Yall, I almost cried. So I have been dealing with body dysmorphia about weight loss like I’m sure pretty much all of us here do. My husband is always saying how good I look, how much he can see the work I’ve put in, and I love him for that but I could never make myself really believe him. He’s always said things like that even when I was at my heaviest, and while I love him for that it does make it hard to consider him an unbiased review of my progress.
My in-laws are pretty much the only other people I see regularly but none of them had ever said anything about my progress, even when I brought the subject up myself. But yesterday, I took our family to a play date group we hadn’t seen in months and the first thing the organizer said when she saw me was “wow! You look amazing!”. I know in this sub it’s generally considered a faux pas to mention people’s weight loss but I was so unbelievably happy.

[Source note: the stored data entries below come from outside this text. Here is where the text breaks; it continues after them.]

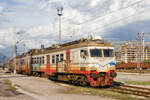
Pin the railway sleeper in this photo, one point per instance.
(128, 91)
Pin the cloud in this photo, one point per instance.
(39, 20)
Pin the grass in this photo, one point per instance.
(138, 82)
(99, 92)
(9, 84)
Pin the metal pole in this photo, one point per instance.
(59, 13)
(14, 53)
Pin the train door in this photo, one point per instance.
(60, 63)
(48, 65)
(67, 67)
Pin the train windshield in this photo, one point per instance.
(108, 53)
(96, 52)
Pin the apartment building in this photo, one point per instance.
(130, 53)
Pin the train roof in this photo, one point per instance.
(69, 45)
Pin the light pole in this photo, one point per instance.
(140, 50)
(59, 13)
(15, 49)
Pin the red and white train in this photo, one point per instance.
(84, 61)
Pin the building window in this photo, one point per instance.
(61, 57)
(53, 59)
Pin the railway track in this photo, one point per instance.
(134, 90)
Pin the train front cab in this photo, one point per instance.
(101, 66)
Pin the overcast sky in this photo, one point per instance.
(37, 20)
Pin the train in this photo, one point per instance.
(132, 66)
(80, 62)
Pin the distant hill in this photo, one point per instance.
(3, 59)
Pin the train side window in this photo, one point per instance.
(61, 57)
(37, 60)
(43, 60)
(40, 60)
(83, 53)
(31, 60)
(53, 59)
(57, 58)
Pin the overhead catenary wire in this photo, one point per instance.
(110, 13)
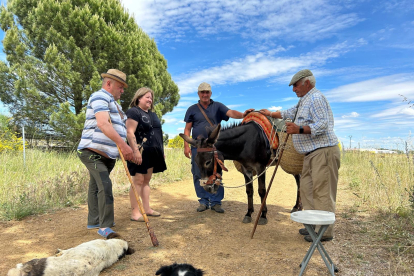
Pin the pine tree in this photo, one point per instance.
(56, 51)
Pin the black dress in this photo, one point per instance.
(149, 126)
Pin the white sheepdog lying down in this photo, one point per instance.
(86, 259)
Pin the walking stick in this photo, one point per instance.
(141, 208)
(270, 185)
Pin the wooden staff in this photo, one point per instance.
(274, 173)
(141, 208)
(270, 185)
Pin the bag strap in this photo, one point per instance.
(205, 116)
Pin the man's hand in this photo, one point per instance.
(265, 112)
(247, 112)
(126, 151)
(187, 152)
(138, 157)
(292, 128)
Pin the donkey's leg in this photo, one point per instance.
(298, 205)
(262, 193)
(248, 176)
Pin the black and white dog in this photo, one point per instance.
(179, 270)
(86, 259)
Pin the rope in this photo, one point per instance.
(283, 130)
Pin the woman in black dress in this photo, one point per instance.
(144, 135)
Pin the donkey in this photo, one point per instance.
(245, 143)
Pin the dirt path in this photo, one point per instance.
(220, 244)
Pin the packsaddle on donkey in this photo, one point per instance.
(251, 144)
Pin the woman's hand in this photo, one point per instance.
(247, 112)
(137, 157)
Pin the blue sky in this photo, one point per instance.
(361, 53)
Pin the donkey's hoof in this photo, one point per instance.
(262, 221)
(247, 219)
(294, 209)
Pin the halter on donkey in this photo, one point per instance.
(245, 143)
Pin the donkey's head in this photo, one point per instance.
(208, 159)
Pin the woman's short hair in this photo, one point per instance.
(139, 94)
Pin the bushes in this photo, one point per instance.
(176, 143)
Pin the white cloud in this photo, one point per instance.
(352, 114)
(292, 20)
(274, 108)
(400, 110)
(378, 89)
(260, 66)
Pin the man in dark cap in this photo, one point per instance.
(196, 124)
(313, 136)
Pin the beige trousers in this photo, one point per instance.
(319, 181)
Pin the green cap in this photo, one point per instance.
(300, 75)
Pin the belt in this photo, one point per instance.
(306, 154)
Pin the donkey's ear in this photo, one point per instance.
(189, 140)
(212, 138)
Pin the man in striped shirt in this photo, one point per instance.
(313, 136)
(98, 148)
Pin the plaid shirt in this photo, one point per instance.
(315, 112)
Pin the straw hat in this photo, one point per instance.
(116, 75)
(204, 87)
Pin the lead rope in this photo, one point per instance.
(282, 131)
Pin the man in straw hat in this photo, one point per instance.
(197, 123)
(98, 148)
(315, 138)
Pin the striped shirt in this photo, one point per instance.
(315, 112)
(92, 136)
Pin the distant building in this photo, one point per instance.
(374, 150)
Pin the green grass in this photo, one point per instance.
(51, 180)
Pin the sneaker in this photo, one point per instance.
(308, 238)
(217, 208)
(201, 208)
(304, 231)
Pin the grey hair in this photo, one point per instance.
(139, 94)
(311, 79)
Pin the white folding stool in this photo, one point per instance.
(310, 218)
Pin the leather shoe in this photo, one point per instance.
(217, 208)
(201, 208)
(308, 238)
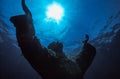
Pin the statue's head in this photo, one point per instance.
(56, 46)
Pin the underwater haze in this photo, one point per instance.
(100, 19)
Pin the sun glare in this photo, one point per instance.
(54, 12)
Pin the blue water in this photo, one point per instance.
(93, 17)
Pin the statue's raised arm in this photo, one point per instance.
(25, 8)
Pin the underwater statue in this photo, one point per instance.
(51, 62)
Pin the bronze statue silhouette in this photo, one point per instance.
(51, 62)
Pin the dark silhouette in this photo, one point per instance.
(51, 62)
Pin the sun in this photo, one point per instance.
(54, 12)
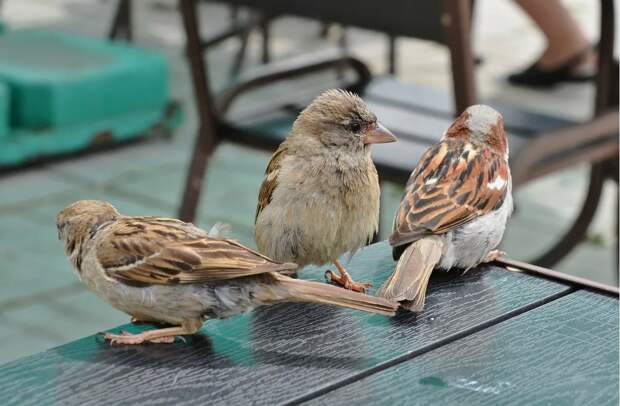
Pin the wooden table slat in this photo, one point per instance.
(564, 352)
(274, 354)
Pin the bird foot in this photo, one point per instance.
(125, 338)
(346, 282)
(493, 255)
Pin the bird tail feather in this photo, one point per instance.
(409, 281)
(315, 292)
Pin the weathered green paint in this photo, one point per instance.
(562, 353)
(276, 353)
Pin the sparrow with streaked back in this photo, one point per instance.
(164, 270)
(455, 208)
(320, 195)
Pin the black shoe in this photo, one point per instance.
(535, 76)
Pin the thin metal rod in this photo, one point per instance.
(456, 20)
(207, 137)
(548, 273)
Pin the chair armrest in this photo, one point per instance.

So today I thought to myself, I had to do it. I had to try those jean shorts. They’ve been in the back of my closet for years, I haven’t fit in them since before I got pregnant 5 years ago. I haven’t even worn bottoms since my pregnancy so that required a button or zipper, it’s all been stretchy athletic wear. It was so nerve wracking, I held them and almost couldn’t do it I was so prepared to be devastated when I wouldn’t be able to button them up. But they fit, perfectly 😭. Nothing was tight, nothing bulged out underneath. They just fit comfortably.